Doing nothing will make the prospect of a second Korean War even more real and frightening. Doing nothing also creates a false sense of urgency about deploying ballistic missile defenses before the 2004 elections. Recently, Bush promised to “accelerate the development of an anti-ballistic missile system” in response to the potential threat from North Korean missiles.

CIA Director George Tenet reminded Congress in February that North Korea possesses the capability to hit the United States with a long-range ballistic missile, despite that fact that the missile in question has only been flight tested once—a failed launch in 1998.

On March 18, Edward “Pete” Aldridge, defense undersecretary, made the specious claim that the missile defense test bed set for deployment in Alaska next year will be able to shoot down a North Korean missile with 90 percent effectiveness.

However, he could not explain how a system with only a 60 percent success rate under highly scripted, dumbed-down testing conditions could miraculously achieve a 90 percent success rate under much more difficult and uncertain real-world operational conditions.

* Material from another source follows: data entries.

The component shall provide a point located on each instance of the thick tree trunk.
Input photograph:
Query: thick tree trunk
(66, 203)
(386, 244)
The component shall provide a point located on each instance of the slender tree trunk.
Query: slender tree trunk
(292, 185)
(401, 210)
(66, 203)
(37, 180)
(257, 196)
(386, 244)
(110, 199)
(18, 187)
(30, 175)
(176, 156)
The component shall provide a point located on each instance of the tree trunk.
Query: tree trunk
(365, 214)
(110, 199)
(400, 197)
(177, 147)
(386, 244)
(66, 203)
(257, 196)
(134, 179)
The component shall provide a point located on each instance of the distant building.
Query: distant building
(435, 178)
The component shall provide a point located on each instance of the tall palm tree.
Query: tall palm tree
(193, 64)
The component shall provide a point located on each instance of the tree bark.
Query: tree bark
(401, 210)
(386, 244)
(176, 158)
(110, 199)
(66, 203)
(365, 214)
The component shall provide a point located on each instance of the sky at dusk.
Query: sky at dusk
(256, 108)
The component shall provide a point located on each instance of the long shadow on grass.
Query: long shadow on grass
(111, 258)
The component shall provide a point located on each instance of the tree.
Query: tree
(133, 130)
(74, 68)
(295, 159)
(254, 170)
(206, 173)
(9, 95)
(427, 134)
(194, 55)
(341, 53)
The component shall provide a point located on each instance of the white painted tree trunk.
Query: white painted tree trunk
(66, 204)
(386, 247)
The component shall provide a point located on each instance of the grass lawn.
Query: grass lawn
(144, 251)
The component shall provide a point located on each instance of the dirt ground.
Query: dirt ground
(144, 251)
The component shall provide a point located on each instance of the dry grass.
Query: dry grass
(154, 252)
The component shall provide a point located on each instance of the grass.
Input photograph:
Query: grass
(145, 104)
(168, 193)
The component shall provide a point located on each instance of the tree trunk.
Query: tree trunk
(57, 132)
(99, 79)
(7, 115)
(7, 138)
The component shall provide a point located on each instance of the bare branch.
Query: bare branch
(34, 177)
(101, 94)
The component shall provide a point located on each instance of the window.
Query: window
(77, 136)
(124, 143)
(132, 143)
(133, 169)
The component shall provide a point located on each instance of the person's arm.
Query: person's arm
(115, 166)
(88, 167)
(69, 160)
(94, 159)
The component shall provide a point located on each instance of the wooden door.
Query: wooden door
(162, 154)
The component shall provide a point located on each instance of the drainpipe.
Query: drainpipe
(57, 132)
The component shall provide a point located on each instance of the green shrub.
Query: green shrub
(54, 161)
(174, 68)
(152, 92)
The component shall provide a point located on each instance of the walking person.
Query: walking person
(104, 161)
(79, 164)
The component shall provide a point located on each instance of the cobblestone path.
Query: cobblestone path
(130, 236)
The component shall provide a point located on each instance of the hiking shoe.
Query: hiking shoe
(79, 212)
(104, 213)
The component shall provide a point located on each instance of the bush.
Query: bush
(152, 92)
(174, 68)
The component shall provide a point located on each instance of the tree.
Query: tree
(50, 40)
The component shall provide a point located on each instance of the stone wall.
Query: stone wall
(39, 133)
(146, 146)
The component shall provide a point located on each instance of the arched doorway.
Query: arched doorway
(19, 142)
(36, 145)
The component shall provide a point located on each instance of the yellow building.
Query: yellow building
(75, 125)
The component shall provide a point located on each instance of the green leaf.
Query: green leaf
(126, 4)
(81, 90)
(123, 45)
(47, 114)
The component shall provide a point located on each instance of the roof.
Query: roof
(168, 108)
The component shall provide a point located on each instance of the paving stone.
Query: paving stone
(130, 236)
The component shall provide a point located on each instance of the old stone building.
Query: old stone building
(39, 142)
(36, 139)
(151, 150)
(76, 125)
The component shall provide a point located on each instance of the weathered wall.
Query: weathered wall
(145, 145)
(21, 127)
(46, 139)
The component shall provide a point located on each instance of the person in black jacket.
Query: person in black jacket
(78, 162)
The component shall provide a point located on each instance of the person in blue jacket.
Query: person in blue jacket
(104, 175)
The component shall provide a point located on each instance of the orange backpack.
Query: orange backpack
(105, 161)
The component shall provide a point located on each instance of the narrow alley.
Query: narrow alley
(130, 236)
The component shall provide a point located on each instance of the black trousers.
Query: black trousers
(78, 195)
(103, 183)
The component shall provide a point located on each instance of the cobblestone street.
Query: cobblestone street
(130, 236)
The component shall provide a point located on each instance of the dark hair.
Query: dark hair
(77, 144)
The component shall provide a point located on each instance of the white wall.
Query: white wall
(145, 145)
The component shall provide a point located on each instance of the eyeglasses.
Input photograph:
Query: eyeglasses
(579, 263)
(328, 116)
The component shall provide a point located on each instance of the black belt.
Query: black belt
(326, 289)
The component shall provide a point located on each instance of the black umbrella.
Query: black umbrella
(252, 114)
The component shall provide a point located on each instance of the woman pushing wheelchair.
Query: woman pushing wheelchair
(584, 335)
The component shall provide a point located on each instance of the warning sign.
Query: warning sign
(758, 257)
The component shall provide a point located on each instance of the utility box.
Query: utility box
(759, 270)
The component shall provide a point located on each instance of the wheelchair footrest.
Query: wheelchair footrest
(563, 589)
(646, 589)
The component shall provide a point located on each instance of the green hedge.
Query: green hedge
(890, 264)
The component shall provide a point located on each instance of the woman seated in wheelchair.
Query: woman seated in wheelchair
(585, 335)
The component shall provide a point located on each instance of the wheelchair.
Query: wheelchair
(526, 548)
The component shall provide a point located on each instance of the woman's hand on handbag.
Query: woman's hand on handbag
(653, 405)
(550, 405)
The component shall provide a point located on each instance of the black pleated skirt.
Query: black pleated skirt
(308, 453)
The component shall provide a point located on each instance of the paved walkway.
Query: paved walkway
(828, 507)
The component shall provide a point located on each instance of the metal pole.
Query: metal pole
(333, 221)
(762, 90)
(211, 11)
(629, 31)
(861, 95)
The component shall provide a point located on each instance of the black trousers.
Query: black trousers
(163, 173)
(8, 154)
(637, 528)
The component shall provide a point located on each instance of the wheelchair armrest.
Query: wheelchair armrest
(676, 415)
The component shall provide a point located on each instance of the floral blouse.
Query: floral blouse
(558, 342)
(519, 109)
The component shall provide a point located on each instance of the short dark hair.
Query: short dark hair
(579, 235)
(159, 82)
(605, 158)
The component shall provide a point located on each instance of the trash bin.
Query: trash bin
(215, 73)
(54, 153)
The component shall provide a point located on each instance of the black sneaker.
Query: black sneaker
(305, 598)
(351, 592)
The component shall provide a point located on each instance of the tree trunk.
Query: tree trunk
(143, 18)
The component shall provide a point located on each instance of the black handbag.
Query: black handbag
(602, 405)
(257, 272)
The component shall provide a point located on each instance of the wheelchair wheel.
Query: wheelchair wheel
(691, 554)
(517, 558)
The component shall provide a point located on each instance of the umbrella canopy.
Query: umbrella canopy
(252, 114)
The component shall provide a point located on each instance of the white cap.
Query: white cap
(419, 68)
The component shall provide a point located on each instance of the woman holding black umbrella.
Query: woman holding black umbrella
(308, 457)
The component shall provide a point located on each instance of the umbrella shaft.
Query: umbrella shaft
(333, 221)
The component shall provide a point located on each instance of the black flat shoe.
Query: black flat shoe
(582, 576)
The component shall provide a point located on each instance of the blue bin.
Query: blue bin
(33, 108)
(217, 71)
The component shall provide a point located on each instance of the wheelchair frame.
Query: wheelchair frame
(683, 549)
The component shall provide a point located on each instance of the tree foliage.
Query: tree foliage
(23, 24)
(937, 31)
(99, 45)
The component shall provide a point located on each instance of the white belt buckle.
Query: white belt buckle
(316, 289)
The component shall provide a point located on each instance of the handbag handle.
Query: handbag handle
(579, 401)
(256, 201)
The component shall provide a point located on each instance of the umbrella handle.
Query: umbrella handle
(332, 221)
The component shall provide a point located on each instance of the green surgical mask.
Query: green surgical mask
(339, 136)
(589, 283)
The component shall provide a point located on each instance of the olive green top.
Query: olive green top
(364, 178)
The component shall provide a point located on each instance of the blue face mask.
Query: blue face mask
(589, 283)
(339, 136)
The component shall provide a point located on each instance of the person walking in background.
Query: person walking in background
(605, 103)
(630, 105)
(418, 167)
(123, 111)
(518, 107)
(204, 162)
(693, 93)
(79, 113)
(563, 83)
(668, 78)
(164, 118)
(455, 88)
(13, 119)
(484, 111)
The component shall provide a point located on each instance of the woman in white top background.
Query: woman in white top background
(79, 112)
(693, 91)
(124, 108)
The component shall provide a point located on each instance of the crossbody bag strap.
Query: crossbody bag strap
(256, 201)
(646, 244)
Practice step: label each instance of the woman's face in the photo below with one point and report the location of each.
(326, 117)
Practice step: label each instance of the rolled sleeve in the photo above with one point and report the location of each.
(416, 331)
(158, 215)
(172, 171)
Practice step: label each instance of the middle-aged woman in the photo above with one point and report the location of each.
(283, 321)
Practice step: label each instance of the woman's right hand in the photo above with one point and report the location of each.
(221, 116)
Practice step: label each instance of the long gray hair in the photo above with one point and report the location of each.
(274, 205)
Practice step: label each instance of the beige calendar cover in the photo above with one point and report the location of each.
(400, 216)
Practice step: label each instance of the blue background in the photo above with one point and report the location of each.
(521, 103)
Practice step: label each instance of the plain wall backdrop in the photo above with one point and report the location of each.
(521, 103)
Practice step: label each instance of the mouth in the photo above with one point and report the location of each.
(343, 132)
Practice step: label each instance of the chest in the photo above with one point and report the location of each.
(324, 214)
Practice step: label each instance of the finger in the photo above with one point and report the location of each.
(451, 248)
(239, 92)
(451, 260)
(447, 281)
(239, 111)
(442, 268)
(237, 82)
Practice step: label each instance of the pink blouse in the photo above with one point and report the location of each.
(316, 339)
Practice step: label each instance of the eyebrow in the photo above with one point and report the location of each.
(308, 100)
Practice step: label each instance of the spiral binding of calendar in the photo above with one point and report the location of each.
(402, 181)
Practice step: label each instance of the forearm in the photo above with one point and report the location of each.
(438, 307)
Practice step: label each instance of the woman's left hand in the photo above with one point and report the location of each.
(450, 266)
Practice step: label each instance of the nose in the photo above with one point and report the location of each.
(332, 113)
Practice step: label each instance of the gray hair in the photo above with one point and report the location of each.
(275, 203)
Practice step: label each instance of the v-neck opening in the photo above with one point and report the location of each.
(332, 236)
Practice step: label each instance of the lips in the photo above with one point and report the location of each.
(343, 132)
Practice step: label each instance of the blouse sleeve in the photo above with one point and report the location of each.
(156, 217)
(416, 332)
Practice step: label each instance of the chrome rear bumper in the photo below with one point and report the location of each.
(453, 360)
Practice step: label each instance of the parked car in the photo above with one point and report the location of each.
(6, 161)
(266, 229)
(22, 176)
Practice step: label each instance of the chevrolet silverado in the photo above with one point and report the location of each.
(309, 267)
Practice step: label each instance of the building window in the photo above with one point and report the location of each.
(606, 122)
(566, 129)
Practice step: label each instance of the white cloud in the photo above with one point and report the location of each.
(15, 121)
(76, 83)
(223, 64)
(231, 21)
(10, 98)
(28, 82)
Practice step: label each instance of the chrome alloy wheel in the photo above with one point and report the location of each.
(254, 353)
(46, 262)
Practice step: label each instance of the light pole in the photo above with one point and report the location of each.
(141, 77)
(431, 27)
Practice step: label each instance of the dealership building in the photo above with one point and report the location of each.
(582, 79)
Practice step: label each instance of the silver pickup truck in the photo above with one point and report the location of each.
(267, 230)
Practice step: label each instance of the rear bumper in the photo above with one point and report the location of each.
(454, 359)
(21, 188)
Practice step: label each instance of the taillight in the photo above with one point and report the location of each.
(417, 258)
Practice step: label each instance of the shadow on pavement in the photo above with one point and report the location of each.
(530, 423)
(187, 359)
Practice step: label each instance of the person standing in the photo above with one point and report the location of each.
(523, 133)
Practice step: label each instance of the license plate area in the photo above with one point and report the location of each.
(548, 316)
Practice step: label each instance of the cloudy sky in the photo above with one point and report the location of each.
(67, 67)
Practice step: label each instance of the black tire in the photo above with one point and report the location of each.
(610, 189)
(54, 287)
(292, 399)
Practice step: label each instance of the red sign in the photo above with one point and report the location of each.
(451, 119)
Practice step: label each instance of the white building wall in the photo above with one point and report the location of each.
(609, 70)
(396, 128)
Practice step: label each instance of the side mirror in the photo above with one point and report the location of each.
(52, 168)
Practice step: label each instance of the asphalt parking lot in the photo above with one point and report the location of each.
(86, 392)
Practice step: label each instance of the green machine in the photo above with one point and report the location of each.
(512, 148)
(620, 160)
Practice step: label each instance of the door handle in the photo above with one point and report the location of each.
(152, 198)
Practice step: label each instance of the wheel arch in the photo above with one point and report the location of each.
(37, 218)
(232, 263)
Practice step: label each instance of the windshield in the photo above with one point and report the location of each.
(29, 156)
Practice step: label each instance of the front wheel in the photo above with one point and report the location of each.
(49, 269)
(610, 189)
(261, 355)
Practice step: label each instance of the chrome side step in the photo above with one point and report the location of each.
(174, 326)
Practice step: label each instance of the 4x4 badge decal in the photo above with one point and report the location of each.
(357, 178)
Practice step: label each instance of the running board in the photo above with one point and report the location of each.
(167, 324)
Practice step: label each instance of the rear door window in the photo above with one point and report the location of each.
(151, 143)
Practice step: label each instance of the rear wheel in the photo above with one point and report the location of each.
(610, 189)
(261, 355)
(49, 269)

Sen. Carl Levin advised, “I think you’ll want to correct the record after you read the classified numbers.”

The reality is that, after decades of research and more than $100 billion spent on technology and engineering development, it remains doubtful whether missile defenses will ever work well enough to provide any real protection against long-range ballistic missiles. Although Bush has promised an effective missile defense system by 2004, most of the pieces of that system will not even be built by that date, let alone successfully tested under real world conditions.

The Fiscal Year 2002 Annual Report from the Pentagon’s Director of Operational Test and Evaluation, publicly released in February, concluded that missile defense “has yet to demonstrate significant operational capability” and warned that premature deployment could put Americans at risk.

Moreover, North Korea will not wait for years or decades until the United States can field even a rudimentary missile defense system. It will likely seek to ratchet up tensions at the most inconvenient time for the United States.

In dealing with North Korea, it is not enough to hide behind missile defenses that do not exist and to hope for regime change that may never occur. The Bush administration should put pride and politics aside and begin direct bilateral negotiations with Pyongyang. North Korea should freeze its nuclear and missile activities and promise not to reprocess existing spent fuel during the course of negotiations, and the United States should offer to suspend all threatening military maneuvers in return.

Once direct negotiations begin, China, Japan, South Korea, and Russia can be brought into the process. If negotiations fail, the United States will be in a better position to coordinate other multilateral responses to North Korea’s nuclear brinkmanship.

Steve LaMontagne is a senior analyst at the Center for Arms Control and Nonproliferation in Washington DC. Matt Martin is Assistant Director of the organization’s Missile Defense Project.